Das Forschende Lernen ist das Bindeglied zwischen Forschung und Lehre und damit ein didaktisches Konzept, das geradezu maßgeschneidert zur Hochschule passt.

Steckbrief Forschendes Lernen, ZLE (Zentrum für Lehrentwicklung), TH Köln

Herausforderungen und Lösungsansätze

Erhöhter Arbeitsaufwand: Zu Beginn sind die Studierenden zum Teil mit der hohen Eigenständigkeit überfordert und nur in geringem Maße mit gängigen Forschungsmethoden und -projekten des eigenen Fachs vertraut. Beratung und fachliche Impulse zu Forschungsthemen und -methoden können hier Abhilfe schaffen. 

Forschungsprozesse brauchen Zeit: Ein Semester ist oft zu kurz, um studentische Forschungsprojekte umfassend zu realisieren. Eine gründliche Recherche, Umwege, Rückschläge, neue Erkenntnisse, die Anpassung der Ausgangsfrage, die Präsentation gegenüber Dritten uvm. benötigen Zeit. Wenn möglich, kann sich ein Forschungsprojekt jedoch auf mehr als ein Semester erstrecken. Fragestellung, Recherche, wissenschaftliche Methoden können Inhalt in einem Semester sein, während es im folgenden darum geht, das Forschungsprojekt durchzuführen, auszuwerten und zu präsentieren.  

Sinnvolle Integration und Verknüpfung: Forschendes Lernen muss inhaltlich sinnvoll und mit angemessen vielen Creditpoints in das Curriculum integriert werden.

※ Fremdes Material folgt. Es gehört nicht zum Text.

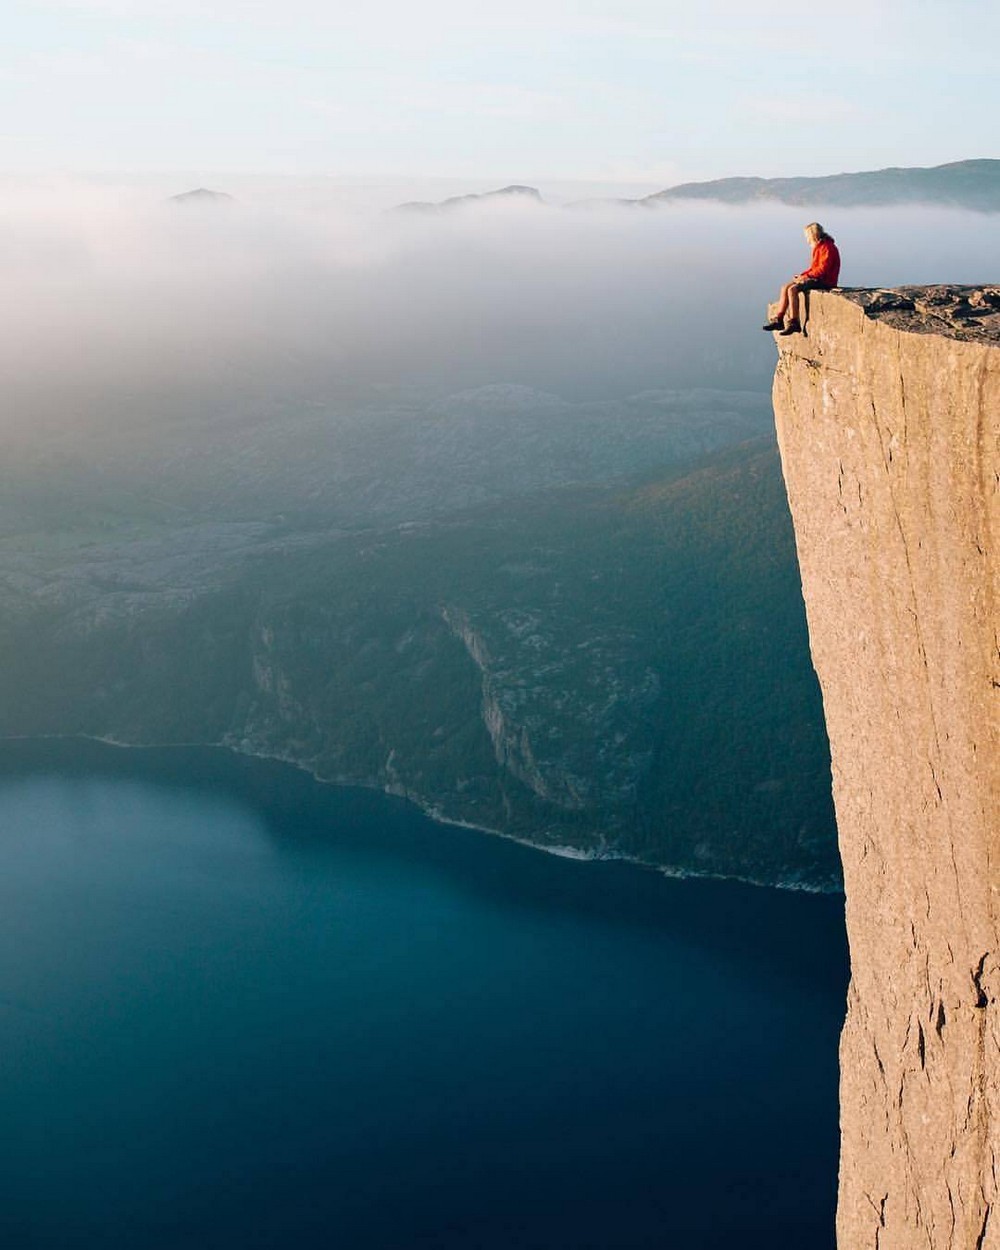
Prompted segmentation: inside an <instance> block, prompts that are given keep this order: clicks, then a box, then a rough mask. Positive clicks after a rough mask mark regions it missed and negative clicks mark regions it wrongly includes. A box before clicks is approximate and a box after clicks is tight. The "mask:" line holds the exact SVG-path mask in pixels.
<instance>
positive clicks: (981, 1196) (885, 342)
mask: <svg viewBox="0 0 1000 1250" xmlns="http://www.w3.org/2000/svg"><path fill="white" fill-rule="evenodd" d="M805 330H806V332H805V334H803V335H790V336H788V337H778V340H776V341H778V346H779V362H778V370H776V375H775V381H774V407H775V419H776V425H778V436H779V445H780V449H781V460H783V470H784V474H785V482H786V487H788V494H789V500H790V504H791V511H793V517H794V522H795V534H796V545H798V551H799V560H800V565H801V574H803V587H804V594H805V601H806V614H808V620H809V634H810V646H811V651H813V660H814V664H815V667H816V671H818V674H819V677H820V685H821V687H823V697H824V710H825V716H826V722H828V729H829V734H830V742H831V751H833V774H834V800H835V805H836V815H838V828H839V838H840V848H841V855H843V860H844V876H845V889H846V918H848V934H849V940H850V951H851V984H850V991H849V1001H848V1015H846V1023H845V1026H844V1033H843V1039H841V1166H840V1199H839V1210H838V1236H839V1244H840V1246H841V1248H844V1250H868V1248H873V1250H945V1248H948V1250H998V1248H1000V1210H998V1184H999V1183H998V1175H999V1173H1000V1010H998V994H1000V940H999V938H1000V934H999V931H998V929H999V925H998V918H999V913H1000V801H999V800H1000V764H999V761H998V716H996V702H998V694H1000V666H999V665H998V611H996V609H998V570H996V559H995V549H996V539H998V530H999V529H1000V514H999V510H998V481H999V480H1000V459H999V457H998V422H999V419H1000V287H998V286H978V287H959V286H934V287H900V289H898V290H894V291H856V290H855V291H851V290H844V291H834V292H814V294H813V295H811V296H810V301H809V309H808V320H806V326H805Z"/></svg>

Die Verknüpfung mehrerer Veranstaltungen eines Semesters bietet hierfür einen möglichen Rahmen. 

8 Phasen des Forschenden Lernens

Die Studierenden werden im Forschenden Lernen an allen wesentlichen Phasen eines Forschungsprozesses beteiligt und gestalten diese mit.

Bild: Zentrum für Lehrentwicklung (ZLE), TH Köln (Darstellung nach: Huber „Forschendes Lernen“)

Ein Thema finden, zu dem eine gezielte Forschungsfrage formuliert werden kann. 

Eine Frage formulieren, die tatsächlich erforscht und untersucht werden kann. 

Recherchen durchführen: Welche Forschung wurde zur Fragestellung bereits betrieben? Welche Erkenntnisse gibt es bereits? 

Verfahren und Techniken wählen, die geeignet sind, die Fragestellung zu klären. Beispiele: Befragung, Experiment.

Erhebungs- und Auswertungsmethoden zusammenstellen und planen, Erhebungszeitpunkte sowie Untersuchungsgegenstand und Stichprobe mit Blick auf die Forschungsfrage definieren

Die formulierte Fragestellung mit dem gewählten Forschungsdesign und den geeigneten Methoden unter Berücksichtigung der aktuellen Forschungslage untersuchen. 

Die Resultate und Erkenntnisse sichern, dokumentieren und (öffentlich) in nachvollziehbarer Weise darstellen. 

Die Qualität der Vorgehensweise, der Zusammenarbeit und der Ergebnisse diskutieren und beurteilen.